There is something I keep coming back to in these conversations.
You can go from idea to prototype incredibly fast right now. That is the day-zero problem, and AI has essentially solved it. You can spit out working code, scaffold an integration, and stand up a proof of concept in a week
But the nuance around an actual business workflow — the day one and beyond activities — those are dramatically harder than day zero ever was
Software engineering done well is craftsmanship.
There is more to it than generating code and turning a prototype into something a regulated enterprise can depend on. It means thinking about edge cases, failure modes, upgrade paths, observability, and long-term operability. It means deleting as much as adding. Simplifying interfaces. Collapsing concepts down to what actually matters
Inside my own teams, I see impressive first versions all the time.
That is not the hard part anymore.
The hard part is everything that comes after
We-Should-Just-Build-This-Ourse…
There is a tradeoff that rarely makes it into the first ROI spreadsheet.
AI compresses build cycles. In regulated companies, that speed shows up downstream. More releases mean more validation, more SOP updates, more training, more compliance review, and more audit prep
Engineering gets cheaper.
Governance becomes the constraint
There is also a subtler version of this problem.
Agents make it easy to generate output at scale. More workflows.

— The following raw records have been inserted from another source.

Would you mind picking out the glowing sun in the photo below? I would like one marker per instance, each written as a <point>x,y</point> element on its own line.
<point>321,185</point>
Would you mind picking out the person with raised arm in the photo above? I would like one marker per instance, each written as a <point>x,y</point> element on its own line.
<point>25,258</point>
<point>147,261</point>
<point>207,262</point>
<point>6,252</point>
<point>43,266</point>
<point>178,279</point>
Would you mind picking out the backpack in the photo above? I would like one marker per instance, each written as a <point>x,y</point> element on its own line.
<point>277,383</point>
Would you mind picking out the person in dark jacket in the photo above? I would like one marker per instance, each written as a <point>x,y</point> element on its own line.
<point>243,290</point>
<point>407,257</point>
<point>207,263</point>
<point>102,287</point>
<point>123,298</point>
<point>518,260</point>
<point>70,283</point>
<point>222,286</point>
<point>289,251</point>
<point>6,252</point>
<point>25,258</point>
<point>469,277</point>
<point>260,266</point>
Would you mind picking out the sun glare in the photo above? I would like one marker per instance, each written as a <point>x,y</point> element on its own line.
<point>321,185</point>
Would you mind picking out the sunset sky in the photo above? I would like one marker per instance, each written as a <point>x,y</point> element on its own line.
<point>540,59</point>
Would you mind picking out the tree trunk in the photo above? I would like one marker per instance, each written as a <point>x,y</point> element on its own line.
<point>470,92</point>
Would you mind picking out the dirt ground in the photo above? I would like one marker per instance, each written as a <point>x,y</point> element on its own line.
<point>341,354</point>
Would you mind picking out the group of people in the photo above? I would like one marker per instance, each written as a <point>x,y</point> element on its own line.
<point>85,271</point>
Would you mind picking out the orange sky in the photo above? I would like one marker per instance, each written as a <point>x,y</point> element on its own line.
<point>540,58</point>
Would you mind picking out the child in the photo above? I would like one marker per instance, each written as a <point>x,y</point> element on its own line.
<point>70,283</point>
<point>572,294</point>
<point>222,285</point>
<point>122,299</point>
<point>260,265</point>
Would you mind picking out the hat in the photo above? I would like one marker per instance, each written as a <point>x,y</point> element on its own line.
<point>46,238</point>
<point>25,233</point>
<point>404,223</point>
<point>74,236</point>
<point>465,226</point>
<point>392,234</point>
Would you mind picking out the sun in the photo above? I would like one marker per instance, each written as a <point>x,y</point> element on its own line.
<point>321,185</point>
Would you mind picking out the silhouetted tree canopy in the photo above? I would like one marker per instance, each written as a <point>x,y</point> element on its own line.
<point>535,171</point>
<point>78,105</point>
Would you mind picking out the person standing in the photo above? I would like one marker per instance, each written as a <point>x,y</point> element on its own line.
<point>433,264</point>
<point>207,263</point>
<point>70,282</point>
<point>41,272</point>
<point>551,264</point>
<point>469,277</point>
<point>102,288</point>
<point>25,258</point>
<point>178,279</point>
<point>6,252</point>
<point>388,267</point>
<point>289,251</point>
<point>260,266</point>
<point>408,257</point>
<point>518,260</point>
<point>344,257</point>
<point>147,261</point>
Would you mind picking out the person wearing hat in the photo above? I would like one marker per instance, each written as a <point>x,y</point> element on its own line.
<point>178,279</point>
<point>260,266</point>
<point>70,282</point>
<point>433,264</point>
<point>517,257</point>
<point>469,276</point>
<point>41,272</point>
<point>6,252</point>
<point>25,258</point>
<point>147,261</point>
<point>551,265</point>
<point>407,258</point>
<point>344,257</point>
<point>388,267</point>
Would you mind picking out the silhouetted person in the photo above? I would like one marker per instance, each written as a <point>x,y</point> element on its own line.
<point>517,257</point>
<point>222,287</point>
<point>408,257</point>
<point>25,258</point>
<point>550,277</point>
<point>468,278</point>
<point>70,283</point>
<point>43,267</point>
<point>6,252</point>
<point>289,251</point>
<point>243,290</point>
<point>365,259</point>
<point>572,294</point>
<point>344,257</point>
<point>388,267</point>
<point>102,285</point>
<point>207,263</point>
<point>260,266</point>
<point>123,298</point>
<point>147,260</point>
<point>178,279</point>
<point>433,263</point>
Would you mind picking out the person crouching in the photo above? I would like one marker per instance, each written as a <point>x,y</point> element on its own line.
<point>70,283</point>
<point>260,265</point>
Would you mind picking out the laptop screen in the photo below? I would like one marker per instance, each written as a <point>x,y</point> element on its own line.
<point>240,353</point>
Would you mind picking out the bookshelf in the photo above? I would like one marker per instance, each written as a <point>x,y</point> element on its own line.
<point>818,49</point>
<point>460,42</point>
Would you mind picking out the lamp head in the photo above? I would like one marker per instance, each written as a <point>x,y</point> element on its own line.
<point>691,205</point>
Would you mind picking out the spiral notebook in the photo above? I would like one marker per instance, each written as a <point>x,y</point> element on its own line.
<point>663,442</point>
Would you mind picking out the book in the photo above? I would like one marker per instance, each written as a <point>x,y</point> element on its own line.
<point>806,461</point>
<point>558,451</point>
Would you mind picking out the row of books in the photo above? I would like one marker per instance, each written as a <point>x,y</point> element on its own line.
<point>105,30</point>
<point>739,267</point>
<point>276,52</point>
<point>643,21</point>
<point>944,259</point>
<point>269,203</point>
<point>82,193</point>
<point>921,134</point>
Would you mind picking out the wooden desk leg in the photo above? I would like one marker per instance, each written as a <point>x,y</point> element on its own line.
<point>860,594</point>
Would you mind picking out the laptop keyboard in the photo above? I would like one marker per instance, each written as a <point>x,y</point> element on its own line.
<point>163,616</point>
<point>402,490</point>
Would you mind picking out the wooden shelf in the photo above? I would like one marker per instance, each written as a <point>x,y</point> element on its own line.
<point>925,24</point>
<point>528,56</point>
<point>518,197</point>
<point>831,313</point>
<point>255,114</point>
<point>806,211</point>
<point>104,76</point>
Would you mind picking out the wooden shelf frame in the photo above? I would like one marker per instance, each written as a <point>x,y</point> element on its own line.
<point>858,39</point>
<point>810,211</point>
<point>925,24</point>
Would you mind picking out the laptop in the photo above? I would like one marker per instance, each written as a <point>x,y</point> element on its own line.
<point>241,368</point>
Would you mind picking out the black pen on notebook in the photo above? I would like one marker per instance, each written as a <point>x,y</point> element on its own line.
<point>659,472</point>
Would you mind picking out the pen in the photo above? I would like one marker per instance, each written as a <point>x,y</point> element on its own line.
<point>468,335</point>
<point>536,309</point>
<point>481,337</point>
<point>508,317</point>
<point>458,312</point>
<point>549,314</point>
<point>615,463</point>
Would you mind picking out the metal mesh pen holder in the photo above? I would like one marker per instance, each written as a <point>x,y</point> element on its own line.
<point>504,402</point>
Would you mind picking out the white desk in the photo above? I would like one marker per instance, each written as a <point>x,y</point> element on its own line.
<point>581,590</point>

More automation. More code.
But in regulated environments, every new service or automation path increases surface area. More things to secure. More things to validate. More things to explain to auditors
Speed without discipline creates complexity faster.
For CTOs, that is an architectural concern.
For Regulatory leaders, that is an inspection risk.
This is the part of these conversations that most often gets skipped.
A MedTech company is not a software shop. Most are largely outsourced IT organizations, and there is nothing wrong with that. The core business is devices, science, R&D, manufacturing quality, clinical programs, and global commercialization
When internal teams talk about building major regulatory platforms, the question is not whether they can spin up a prototype.
It is whether they want to operate a full-time software company inside their enterprise
Building software at scale is a people problem. It is not a technology problem. The constraint is coordination, judgment, institutional knowledge, and sustained focus over years
The people problem does not get fixed by agents and AI.
Regulatory platforms are deeply vertical. They encode jurisdiction-specific rules, regulator expectations, submission templates, QMS integrations, inspection trails, and post-market obligations
That knowledge is earned slowly.
It lives in product decisions, data models, operating procedures, and support playbooks.
AI will reshape how these platforms evolve.